Ik parkeer mijn auto en voeg me in de menigte. Ruwweg een op de twee, drie feestgangers heeft een gekleurd lint aan zijn jas of in het haar. Ieder decennium heeft zijn eigen kleur: groen voor wie in 1994 geboren is, geel voor 1984 enzovoort.
Op een gegeven moment blijft een groep zestigers (1954, blauwe lintjes) even staan voor een groepsfoto. ‘Dat doen ze elke tien jaar, al sinds ze zó waren,’ zegt iemand glunderend. En ze zijn niet de enigen, denk ik zo. Hoe kun je het verstrijken van de tijd beter volgen dan door elk jaar voor het stadhuis een groepsfoto te maken?
Ineens klinkt er tromgeroffel. Een tweede trommel valt in. Een vrouw slaat haar arm om de schouders van haar moeder – een rood lintje geeft aan dat zij al vijftig jaar meeloopt. Een stel twintigers met groene linten zet een liedje in, maar het verzandt in een heleboel geproest. Ik herken in de menigte een medewerkster van een hotel waar ik deze week heb overnacht. Ze stelt me voor aan haar man, haar dochter en de vriendinnen van haar dochter. Voor ik het weet heb ik een uitnodiging voor de lunch te pakken. Maar wil ik misschien eerst een glaasje wijn? ‘Van druiven uit ons eigen dorp!’

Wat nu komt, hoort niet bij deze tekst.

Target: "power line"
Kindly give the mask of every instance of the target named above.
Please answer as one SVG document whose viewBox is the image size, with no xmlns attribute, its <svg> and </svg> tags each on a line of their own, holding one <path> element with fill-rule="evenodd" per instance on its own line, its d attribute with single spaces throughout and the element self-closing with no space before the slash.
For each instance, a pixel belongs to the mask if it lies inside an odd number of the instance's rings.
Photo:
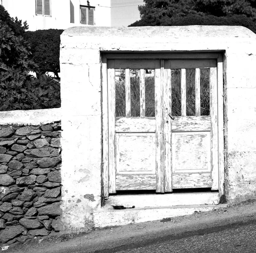
<svg viewBox="0 0 256 253">
<path fill-rule="evenodd" d="M 138 6 L 137 4 L 133 4 L 132 5 L 124 5 L 123 6 L 114 6 L 114 7 L 111 7 L 111 8 L 121 8 L 122 7 L 128 7 L 129 6 Z"/>
<path fill-rule="evenodd" d="M 112 3 L 111 5 L 119 5 L 122 4 L 126 4 L 126 3 L 143 3 L 144 2 L 143 1 L 141 1 L 141 0 L 140 0 L 140 1 L 136 1 L 136 2 L 124 2 L 123 3 Z"/>
</svg>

Het is een gemoedelijk feest; kermisattracties of kraampjes zijn er niet, en je hoeft nergens een kaartje voor te kopen. Bij afwezigheid van toespraken of muziek hebben de aanwezigen – in leeftijd uiteenlopend van peuters tot ouden van dagen – alle tijd om het onderling gezellig te maken. Iedereen heeft tijd voor een praatje, om te genieten van het samenzijn, om een ballon na te zitten die is weggedreven naar de rand van het plein. Een klein meisje in een blauw feestjurkje doet dat dan ook, totdat er een sneeuwvlok precies op haar neus belandt. Wanneer ze even stilstaat om hem af te vegen zweeft de ballon voorgoed buiten haar bereik. Ze legt haar hoofdje in haar nek en kijkt hem nog een tijdlang na, alsof ze zich verdiept in de mysteries van het universum.

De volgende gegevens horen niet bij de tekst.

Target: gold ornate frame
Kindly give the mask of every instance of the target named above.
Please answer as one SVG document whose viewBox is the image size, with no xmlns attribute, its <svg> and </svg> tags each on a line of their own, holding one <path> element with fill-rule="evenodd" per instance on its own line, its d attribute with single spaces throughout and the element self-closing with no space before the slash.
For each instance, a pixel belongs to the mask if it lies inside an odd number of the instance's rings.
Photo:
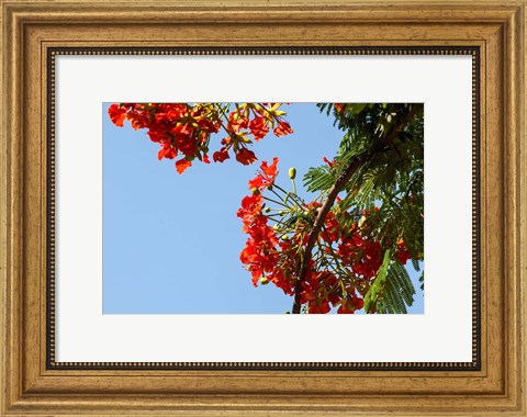
<svg viewBox="0 0 527 417">
<path fill-rule="evenodd" d="M 525 0 L 421 4 L 2 0 L 1 4 L 2 414 L 526 414 Z M 456 371 L 49 367 L 47 64 L 51 50 L 79 46 L 478 48 L 479 367 Z"/>
</svg>

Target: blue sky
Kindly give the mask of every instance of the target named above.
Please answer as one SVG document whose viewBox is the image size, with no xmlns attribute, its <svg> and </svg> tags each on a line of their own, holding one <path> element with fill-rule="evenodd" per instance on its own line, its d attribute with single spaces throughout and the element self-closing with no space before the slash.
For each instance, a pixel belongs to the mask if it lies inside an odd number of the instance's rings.
<svg viewBox="0 0 527 417">
<path fill-rule="evenodd" d="M 108 106 L 102 109 L 103 314 L 290 311 L 292 297 L 272 284 L 254 288 L 238 258 L 246 235 L 236 211 L 259 162 L 197 161 L 178 174 L 175 160 L 158 161 L 159 145 L 146 129 L 136 132 L 128 122 L 114 126 Z M 341 132 L 315 104 L 284 110 L 294 134 L 277 138 L 271 133 L 253 149 L 260 160 L 280 158 L 277 182 L 289 188 L 288 169 L 294 166 L 301 179 L 323 157 L 332 159 Z M 408 271 L 417 290 L 410 313 L 423 313 L 417 274 L 412 267 Z"/>
</svg>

Ik aas de hele week al op een ontmoeting met Mathieu Lapierre, want zonder de revolutie die zijn vader in de Beaujolais ontketende zou ik hier tenslotte niet zijn. Ik zou ook maar wat graag een van zijn wijnen proeven en dan denk ik met name aan de Morgon 2009, een van de laatste wijnen die Marcel voor zijn dood produceerde en die geldt als de beste beaujolais van de afgelopen jaren. Wanneer ik met Mathieu een glaasje drink in zijn stamcafé in Villié-Morgon, nodigt hij me uit voor een bezoek aan zijn bedrijf. Maandagochtend, vlak voordat ik weer naar huis ga.
Op het afgesproken uur zijn de luiken van Domaine M. Lapierre echter gesloten. Maar dan rijdt er ineens een gebutste auto door de poort. De jonge bestuurster draagt een rode baret waar vrolijke krulletjes onder vandaan kruipen. Ze stelt zich voor als Camille, de zus van Mathieu. ‘Hij heeft me gevraagd je ergens mee naartoe te nemen,’ zegt ze.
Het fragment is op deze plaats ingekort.